Okay, I get it. It's not a funeral. I'd be reluctant to wear black to a wedding. But I've seen a lot of black cocktail dresses at weddings this year and no one seems to be scandalized by it. I know I've worn dresses to winter weddings that were very dark and partially black.

9. Something Skimpy

I wholeheartedly agree with this one. Anything that draws a lot of attention and takes focus off the bride/couple is insulting. This event is not about you. You can look good without wearing something that will attract stares and whispers from the entire room and a glare from the grandma. It especially upsets me when a mother or mother-in-law shows up wearing something skimpy...it's just so very tacky and insulting, not to mention trashy.

8. Jeans & a T-Shirt

Okay sure. In general this seems legitimate. But I'm sure there is an exception somewhere in the country. Redneck theme wedding? Elopement with a few friends? Special request by the couple?

7. A Tux

This is another rule that addresses upstaging. Probably true in general, although there must be extremely formal weddings out there that require a tuxedo dress code.

6. Bell-Bottoms and other Dated Attire

Whose to say what's dated these days? Someone, somewhere, I'm sure. But this rule is a little to vague for me.

5. A Tiara

This is another one I completely am on board with. I'm not personally even really a fan of the bride wearing a tiara (if you're not a real-live princess tiaras seem a little pretentious to me in any scenario) but a guest is a definite no-no.

4. A Prom Dress

I've seen this happen many times and it isn't pretty. This kind of falls into the same category as a tux. Unless it's an extremely formal wedding, ball gowns and formal dresses just look tacky...not classy. Recycled prom dresses are a no, I agree.

3. A Pant Suit

I think this rule is crap.
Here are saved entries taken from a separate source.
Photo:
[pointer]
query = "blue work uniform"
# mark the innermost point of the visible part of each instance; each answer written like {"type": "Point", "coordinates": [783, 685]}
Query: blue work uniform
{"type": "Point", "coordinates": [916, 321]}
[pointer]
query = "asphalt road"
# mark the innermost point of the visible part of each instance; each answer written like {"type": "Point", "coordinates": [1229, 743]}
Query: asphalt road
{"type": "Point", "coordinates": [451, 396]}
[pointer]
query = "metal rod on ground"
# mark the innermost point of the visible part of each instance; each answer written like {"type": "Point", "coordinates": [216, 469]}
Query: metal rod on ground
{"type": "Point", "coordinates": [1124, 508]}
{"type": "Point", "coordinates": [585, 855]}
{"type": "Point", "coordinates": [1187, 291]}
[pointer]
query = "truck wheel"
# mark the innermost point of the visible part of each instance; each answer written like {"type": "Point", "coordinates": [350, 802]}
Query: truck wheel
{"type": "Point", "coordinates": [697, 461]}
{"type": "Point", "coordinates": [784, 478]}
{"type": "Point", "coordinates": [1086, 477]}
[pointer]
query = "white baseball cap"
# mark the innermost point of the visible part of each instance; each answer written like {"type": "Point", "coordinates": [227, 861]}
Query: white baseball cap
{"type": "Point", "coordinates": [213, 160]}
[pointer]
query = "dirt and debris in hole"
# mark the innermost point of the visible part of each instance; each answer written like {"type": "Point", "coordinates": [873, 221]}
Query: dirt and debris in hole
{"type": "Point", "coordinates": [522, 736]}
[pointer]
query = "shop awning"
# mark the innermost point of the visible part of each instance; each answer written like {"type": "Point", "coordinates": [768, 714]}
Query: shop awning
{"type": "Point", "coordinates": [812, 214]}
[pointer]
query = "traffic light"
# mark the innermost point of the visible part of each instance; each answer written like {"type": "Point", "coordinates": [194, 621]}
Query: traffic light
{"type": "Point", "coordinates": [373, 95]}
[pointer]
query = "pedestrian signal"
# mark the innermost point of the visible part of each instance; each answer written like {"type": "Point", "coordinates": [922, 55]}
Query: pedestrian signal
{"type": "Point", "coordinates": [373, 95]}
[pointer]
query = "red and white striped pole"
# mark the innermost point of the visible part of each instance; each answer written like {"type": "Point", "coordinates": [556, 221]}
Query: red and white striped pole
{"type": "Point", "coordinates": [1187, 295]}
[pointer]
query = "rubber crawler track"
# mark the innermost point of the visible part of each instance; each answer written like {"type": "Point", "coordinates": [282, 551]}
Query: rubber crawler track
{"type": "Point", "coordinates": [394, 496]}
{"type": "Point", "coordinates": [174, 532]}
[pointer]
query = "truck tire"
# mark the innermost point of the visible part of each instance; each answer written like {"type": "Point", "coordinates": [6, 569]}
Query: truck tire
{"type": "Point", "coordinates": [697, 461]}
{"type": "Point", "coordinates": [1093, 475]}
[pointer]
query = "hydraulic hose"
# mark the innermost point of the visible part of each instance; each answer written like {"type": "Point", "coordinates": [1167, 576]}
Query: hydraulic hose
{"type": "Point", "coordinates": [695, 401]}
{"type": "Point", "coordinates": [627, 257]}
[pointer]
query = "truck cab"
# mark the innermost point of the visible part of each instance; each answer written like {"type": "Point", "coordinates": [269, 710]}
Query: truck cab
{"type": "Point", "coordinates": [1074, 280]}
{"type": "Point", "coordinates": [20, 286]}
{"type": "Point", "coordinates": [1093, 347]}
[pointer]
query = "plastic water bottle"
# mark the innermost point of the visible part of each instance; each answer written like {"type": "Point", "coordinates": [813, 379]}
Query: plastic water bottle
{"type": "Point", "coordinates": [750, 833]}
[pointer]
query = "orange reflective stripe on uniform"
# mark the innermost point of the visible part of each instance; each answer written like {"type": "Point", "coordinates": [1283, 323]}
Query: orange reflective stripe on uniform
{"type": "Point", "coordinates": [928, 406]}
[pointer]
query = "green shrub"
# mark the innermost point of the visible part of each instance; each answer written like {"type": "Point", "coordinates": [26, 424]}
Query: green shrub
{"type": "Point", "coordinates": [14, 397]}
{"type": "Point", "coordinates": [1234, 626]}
Pants suits are not for everyone of course, but there are classy pant suits that are perfectly appropriate for a wedding---especially if you're Ellen Degeneres (who wore a pant suit to her own wedding) or the grandmother of the bride.

2. Anything Loud or Garish

This goes right back to the skimpy and tiara rules. If you're attracting attention and taking away from the bride, it's just rude.

1. White

This has been a hard and fast rule for as long as brides wearing white has been in fashion. I think it holds true in general but I've seen exceptions.

Example?---a themed wedding where the bride asks guests to where white and she/the wedding party wears color. And of course there are the many other cultural traditions where the bride doesn't wear white anyway. I can't imagine this rule holding true for those ceremonies. Real life example?---The Royal Wedding (Will and Kate) totally broke this rule when sister Pippa wore white. In fact, white bridesmaids dresses is a recent trend in wedding fashion.

As for guests at the average American wedding ceremony---there are white dresses that aren't solid white (like floral patterns) that you seem to be able to get away with. Other, more controversial choices likes creams and off-whites can be risky. I've seen mothers and mothers-in-law wear these shades to weddings...in some cases it's pulled off, in others the bride is furious. So yeah, I'd be very skeptical of wearing anything even remotely close to solid white to your average American wedding.